CS 180 Project 1 - Geoffrey Xiang

Background

Sergei Mikhailovich Prokudin-Gorskii foresaw how color was the future for photography. Determined to document the Russian Empire in its true light, he traveled throughout the land while taking 3 photos per scene with a red, green, and blue filter. Although he was never able to see his exposures used to create colored images, the RGB glass plate negatives he left behind were eventually able to be used to reconstruct color pictures of his photographed scenes. This project revives his vision by computationally aligning the RGB glass exposures to reproduce the images in their true colors.

Image Alignment

To align the 3 exposures for each scene, my main strategy was to continuously overlay the red and green exposures on top of the blue one before using an image matching metric to determine which alignment was the best (metrics discussed further below). For small (.jpg) images, I iteratively searched through a 30 by 30 range of displacements (maximum offset of 15 pixels on each side of the blue image). However, this approach was far too inefficient for large (.tif) images, so I implemented an image pyramid to speed up the process. I found that 6 levels for the image pyramid worked extremely well and was relatively fast (less than 30 seconds) for each of the images. The recursive pyramid scheme first searched through a 128 by 128 range of displacements around the image scaled down by a factor of 32. Taking the resulting displacement vector and scaling it by 2, it then did a 64 by 64 search around that displacement for the original image scaled down by 16. Continuing this process until the base case, a 4 by 4 search on the original image using the previous recursive frame's displacement vector.

Image Matching Metrics

Euclidean Distance (L2 Norm): This was the first metric I tried, where the displacement vector that led to the lowest difference in corresponding pixel values would be the classifsied as the best alignment. This was unsurprisingly the worst metric, likely due to how brightness and contrast could vary between glass negatives, slight noise could introduce big penalties to what should be well-aligned images, and in general RGB values may not be close in value to each other in the actual image.

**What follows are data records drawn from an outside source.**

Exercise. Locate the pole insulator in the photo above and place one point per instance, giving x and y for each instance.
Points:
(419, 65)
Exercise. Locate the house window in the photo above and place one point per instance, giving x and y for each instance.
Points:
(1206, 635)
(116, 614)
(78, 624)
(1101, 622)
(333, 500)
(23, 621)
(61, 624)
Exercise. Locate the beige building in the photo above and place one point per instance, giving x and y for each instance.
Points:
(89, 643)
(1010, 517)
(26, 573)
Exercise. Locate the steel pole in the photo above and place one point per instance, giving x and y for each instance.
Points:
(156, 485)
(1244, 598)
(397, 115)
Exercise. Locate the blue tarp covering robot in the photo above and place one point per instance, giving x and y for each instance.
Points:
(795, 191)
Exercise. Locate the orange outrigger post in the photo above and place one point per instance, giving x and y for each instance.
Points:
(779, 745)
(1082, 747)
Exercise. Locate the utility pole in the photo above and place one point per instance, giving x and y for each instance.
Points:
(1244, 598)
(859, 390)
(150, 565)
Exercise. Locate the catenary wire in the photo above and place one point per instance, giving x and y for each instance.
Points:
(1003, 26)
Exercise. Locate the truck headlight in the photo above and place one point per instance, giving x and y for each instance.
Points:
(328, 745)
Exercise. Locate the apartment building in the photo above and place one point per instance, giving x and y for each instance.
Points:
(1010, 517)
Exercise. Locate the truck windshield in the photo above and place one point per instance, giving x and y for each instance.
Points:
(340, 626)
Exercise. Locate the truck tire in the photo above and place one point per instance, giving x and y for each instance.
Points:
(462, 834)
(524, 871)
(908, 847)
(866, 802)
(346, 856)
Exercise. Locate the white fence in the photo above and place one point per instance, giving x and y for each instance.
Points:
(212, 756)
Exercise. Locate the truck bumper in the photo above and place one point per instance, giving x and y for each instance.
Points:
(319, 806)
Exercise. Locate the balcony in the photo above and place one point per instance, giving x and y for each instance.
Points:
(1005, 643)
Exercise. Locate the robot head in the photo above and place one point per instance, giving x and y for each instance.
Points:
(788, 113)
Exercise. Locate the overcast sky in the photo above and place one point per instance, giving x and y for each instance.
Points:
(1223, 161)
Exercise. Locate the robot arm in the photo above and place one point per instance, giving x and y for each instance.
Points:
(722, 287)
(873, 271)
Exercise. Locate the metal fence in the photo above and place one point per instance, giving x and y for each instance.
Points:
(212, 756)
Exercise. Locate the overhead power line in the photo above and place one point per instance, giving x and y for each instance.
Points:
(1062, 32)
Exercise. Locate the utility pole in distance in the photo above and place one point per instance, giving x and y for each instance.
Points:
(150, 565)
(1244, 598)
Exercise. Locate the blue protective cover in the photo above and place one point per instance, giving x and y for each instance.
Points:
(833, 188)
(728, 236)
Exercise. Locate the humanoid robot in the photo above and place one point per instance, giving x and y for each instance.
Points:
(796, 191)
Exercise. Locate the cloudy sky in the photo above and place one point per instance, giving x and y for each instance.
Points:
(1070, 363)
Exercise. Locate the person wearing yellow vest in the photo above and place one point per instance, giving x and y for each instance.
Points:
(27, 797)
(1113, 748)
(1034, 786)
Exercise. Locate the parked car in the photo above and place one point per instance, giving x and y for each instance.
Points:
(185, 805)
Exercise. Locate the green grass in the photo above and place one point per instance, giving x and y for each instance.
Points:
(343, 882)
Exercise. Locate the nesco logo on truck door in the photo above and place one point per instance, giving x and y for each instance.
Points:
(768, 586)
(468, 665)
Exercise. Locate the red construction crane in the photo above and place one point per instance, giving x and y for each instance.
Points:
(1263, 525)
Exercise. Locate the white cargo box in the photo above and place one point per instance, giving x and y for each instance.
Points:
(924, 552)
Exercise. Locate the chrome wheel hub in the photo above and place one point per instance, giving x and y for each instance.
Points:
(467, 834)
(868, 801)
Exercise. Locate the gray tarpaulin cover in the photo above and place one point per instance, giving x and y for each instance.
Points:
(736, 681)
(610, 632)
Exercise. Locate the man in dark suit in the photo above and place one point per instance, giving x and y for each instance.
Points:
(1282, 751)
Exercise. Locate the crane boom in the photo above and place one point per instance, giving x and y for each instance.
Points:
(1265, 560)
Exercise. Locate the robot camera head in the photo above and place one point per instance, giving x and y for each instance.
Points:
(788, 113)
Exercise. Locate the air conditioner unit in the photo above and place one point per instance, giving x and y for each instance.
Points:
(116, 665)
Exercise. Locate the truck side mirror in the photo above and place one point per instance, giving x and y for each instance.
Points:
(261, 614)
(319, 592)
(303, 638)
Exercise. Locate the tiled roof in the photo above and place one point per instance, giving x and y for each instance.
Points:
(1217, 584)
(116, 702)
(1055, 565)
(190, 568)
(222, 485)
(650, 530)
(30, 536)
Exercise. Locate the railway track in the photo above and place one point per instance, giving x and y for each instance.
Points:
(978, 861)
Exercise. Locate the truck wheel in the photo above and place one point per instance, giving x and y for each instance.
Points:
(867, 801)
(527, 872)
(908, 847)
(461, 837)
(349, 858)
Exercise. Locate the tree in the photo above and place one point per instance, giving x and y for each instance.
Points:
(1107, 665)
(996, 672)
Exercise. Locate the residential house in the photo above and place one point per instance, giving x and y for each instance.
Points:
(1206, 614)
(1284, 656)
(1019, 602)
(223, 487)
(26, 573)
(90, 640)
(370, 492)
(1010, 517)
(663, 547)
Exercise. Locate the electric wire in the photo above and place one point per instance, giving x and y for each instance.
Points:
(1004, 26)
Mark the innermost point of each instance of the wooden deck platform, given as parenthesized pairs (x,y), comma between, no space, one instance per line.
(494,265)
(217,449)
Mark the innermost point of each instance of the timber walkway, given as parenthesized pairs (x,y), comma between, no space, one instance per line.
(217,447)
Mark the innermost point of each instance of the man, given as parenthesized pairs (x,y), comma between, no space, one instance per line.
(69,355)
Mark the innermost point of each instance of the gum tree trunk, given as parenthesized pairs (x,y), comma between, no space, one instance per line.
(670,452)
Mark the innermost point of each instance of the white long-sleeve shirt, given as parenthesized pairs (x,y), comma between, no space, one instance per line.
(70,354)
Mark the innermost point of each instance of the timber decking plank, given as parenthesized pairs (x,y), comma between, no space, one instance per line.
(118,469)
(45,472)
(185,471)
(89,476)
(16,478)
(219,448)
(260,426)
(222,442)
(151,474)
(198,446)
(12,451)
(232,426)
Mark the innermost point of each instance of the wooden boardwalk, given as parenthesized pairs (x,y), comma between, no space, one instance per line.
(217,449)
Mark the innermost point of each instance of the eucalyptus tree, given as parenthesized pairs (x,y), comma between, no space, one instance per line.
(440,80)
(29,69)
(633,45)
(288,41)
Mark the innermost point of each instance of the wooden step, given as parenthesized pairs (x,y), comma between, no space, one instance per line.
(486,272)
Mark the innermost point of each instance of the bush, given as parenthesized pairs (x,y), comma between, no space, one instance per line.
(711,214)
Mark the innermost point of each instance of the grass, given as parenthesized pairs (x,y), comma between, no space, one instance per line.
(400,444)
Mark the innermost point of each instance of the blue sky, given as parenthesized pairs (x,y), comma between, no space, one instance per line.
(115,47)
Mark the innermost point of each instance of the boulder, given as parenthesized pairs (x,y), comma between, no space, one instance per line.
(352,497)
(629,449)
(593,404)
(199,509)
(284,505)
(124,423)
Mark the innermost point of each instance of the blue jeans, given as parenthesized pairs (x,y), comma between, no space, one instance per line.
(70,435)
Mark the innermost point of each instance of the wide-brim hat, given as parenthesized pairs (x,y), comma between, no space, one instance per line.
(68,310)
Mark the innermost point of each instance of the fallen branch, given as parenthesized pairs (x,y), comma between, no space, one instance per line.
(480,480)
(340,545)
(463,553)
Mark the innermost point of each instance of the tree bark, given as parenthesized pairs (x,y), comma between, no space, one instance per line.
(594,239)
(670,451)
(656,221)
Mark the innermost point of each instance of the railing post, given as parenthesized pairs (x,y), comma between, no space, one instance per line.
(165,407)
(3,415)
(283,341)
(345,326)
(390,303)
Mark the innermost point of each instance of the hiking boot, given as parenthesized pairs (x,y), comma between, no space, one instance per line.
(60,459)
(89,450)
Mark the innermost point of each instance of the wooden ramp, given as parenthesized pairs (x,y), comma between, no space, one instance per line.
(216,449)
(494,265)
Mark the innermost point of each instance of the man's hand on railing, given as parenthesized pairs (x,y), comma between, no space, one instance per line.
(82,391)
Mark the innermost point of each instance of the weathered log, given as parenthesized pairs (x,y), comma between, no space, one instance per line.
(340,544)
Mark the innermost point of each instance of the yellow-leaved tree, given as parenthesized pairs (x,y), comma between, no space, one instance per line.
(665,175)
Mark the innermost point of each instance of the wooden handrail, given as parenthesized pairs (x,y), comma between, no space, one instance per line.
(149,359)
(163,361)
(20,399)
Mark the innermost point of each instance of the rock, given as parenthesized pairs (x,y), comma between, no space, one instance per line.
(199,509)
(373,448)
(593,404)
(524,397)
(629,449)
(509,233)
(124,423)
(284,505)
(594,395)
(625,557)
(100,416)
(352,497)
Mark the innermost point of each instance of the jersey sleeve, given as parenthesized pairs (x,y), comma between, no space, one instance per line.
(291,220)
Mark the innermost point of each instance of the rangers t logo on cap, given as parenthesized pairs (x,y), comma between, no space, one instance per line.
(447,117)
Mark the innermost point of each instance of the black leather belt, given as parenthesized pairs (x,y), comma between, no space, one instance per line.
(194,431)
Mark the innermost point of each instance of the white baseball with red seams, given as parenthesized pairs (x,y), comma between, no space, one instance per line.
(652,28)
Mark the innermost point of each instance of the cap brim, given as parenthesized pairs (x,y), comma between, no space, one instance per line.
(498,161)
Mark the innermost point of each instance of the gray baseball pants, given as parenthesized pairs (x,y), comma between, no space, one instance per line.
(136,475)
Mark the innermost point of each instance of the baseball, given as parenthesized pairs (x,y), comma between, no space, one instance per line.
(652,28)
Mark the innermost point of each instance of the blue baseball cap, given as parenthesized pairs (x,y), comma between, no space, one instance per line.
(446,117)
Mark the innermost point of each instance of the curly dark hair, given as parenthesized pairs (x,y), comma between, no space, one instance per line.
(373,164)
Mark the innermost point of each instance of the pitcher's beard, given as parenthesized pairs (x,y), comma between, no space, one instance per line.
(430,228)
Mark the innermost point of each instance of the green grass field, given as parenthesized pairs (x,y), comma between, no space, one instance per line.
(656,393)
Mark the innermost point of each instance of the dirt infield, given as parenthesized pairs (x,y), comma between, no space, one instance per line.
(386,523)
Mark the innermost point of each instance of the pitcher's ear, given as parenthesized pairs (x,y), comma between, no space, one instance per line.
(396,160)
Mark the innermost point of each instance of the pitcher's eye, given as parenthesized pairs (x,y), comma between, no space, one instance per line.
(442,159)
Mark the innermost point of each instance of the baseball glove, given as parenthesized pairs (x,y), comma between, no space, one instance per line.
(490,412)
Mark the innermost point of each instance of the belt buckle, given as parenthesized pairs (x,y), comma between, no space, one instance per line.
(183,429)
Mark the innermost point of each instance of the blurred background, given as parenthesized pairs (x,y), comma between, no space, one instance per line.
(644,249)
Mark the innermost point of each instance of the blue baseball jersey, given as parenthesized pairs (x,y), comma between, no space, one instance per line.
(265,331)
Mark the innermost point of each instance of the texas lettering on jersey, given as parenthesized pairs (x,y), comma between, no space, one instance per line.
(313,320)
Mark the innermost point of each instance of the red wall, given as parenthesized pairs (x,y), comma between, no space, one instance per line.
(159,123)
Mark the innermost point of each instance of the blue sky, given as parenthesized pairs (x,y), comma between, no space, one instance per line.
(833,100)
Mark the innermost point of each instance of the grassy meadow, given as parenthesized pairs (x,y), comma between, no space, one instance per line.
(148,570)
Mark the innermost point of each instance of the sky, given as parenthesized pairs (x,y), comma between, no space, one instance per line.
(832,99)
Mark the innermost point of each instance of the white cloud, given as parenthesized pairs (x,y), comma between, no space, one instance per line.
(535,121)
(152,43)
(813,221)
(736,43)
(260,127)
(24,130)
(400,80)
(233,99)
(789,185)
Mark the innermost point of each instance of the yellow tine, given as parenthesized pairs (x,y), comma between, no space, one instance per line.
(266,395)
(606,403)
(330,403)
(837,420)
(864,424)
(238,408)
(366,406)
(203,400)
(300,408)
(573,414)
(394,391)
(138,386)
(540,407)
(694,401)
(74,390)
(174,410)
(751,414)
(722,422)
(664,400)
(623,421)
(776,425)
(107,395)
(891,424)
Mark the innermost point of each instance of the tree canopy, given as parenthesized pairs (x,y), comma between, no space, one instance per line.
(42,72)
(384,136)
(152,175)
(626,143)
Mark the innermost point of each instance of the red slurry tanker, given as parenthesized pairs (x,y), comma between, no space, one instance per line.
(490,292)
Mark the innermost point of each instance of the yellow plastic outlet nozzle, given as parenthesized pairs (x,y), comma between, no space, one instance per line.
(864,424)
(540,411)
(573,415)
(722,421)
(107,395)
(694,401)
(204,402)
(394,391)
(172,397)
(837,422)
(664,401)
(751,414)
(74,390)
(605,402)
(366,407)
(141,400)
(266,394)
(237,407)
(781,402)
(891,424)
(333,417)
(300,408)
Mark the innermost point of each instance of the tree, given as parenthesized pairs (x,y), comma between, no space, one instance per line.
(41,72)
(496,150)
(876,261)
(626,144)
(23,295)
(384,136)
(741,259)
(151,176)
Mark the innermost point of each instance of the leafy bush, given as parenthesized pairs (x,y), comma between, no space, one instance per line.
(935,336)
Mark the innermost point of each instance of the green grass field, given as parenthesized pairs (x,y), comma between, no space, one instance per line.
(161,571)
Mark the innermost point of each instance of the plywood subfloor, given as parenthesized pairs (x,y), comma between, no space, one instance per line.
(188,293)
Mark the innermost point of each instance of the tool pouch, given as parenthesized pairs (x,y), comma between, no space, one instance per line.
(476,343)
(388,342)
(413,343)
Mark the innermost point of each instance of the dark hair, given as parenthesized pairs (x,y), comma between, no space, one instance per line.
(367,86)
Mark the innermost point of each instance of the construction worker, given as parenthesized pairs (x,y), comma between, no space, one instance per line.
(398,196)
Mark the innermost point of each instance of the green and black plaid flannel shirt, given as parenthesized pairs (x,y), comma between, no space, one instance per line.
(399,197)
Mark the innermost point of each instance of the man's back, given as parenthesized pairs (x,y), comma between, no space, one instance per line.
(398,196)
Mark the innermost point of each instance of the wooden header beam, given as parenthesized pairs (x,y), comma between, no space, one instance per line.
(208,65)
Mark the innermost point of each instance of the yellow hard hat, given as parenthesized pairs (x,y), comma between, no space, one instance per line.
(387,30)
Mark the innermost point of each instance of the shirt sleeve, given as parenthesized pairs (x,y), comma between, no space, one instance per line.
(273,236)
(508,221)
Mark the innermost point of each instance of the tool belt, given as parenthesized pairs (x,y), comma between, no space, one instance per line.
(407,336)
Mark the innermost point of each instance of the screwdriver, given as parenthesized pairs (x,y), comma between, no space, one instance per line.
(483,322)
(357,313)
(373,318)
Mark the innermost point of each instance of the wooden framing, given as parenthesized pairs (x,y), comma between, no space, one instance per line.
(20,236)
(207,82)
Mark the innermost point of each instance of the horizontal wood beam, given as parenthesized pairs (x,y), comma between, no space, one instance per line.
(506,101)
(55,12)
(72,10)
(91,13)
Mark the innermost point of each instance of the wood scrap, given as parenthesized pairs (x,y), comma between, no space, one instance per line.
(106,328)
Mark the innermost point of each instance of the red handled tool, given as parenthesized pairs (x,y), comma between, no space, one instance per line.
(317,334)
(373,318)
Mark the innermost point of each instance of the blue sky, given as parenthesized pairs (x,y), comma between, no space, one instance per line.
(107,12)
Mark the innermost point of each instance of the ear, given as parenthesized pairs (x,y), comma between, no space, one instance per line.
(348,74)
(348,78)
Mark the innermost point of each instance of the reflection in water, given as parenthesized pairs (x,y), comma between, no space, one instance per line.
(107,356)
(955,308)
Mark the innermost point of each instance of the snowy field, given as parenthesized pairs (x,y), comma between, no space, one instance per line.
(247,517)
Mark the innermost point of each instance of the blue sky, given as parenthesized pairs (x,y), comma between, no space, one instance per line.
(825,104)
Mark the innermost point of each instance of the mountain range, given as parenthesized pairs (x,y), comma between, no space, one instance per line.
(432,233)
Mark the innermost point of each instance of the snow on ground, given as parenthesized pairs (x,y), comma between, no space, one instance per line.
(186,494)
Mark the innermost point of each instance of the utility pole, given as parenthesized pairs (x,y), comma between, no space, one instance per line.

Euclidean Distance on Pixel Values
R: [1, 10], G: [0, -6]

Normalized Cross-Correlation: This was the second metric I tried, where the displacement vector that led to the highest NCC score (closest match across normalized pixel values) would be classified as the best alignment. However, it still didn't quite work that well. This was likely due to how real images tend to have varying RGB values per pixel. For instance, a green bush would have a high green value but low red and blue values, but NCC would punish an alignment that matched a high green value to a low blue value.

NCC on Pixel Values
R: [1, 9], G: [0, -6]

Normalized Cross-Correlation with Edge Detection: This was by far the best metric for alignment since it used edges detected within the images to align them rather than the pixel values, and each RGB pane tended to share the same edge features with each other. I implemented this by first converting each image into a black and white version with just the edges using Canny edge detection before using the same NCC metric as above to find the best displacement vector alignment. I also experimented with Euclidean Distance with Edge Detection, and for the few .jpg images I used, it produced the same result as NCC with Edge Detection.

NCC with Edge Detection
R: [2, 3], G: [2, -3]

[Bells and Whistles] Automatic Cropping

I implemented automatic border cropping using Canny edge detection. After converting the image into a black and white version with just edges (same process as the last image matching metric), I scanned the borders of the image and looked for rows or columns that were in the 75th percentile for white pixels within their respective region (top, bottom, left, right). By cropping the image at these rows and columns, the sections of the color image that were removed would likely contain the harsh borders. Interestingly, I originally tried to just scan for the 75th percentile of white pixels across the entire image as opposed to just within a certain region of the image. For most images, this worked extremely well and often even better than the current version since it was less aggressive in its cropping and would leave more of the image intact. However, some images with lots of edges within the body of the scene would interfere with the percentile threshold and leave at least 1 side with the harsh border. This caused me to make the white-value comparisons more granular so top edges would only be compared with each other, and this process would apply to the rest of the 3 edges.

Results

Cathedral

NCC with Edge Detection
R: [3, 12], G: [2, 5]

Tobolsk

NCC with Edge Detection
R: [3, 6], G: [3, 3]

Church

NCC with Edge Detection
R: [-4, 58], G: [3, 25]

Emir

NCC with Edge Detection
R: [40, 107], G: [24, 49]

Harvesters

NCC with Edge Detection
R: [11, 125], G: [17, 60]

Icon

Original icon.tif

NCC with Edge Detection

R: [23, 89], G: [16, 40]

Cropped Image

Lady

NCC with Edge Detection
R: [13, 120], G: [10, 56]

Melons

NCC with Edge Detection
R: [14, 176], G: [10, 80]

Onion Church

NCC with Edge Detection
R: [35, 107], G: [24, 52]

Sculpture

NCC with Edge Detection
R: [-27, 140], G: [-11, 33]

Self Portrait

NCC with Edge Detection
R: [37, 175], G: [29, 77]

Three Generations

NCC with Edge Detection
R: [12, 115], G: [12, 56]

Train

NCC with Edge Detection
R: [29, 85], G: [1, 44]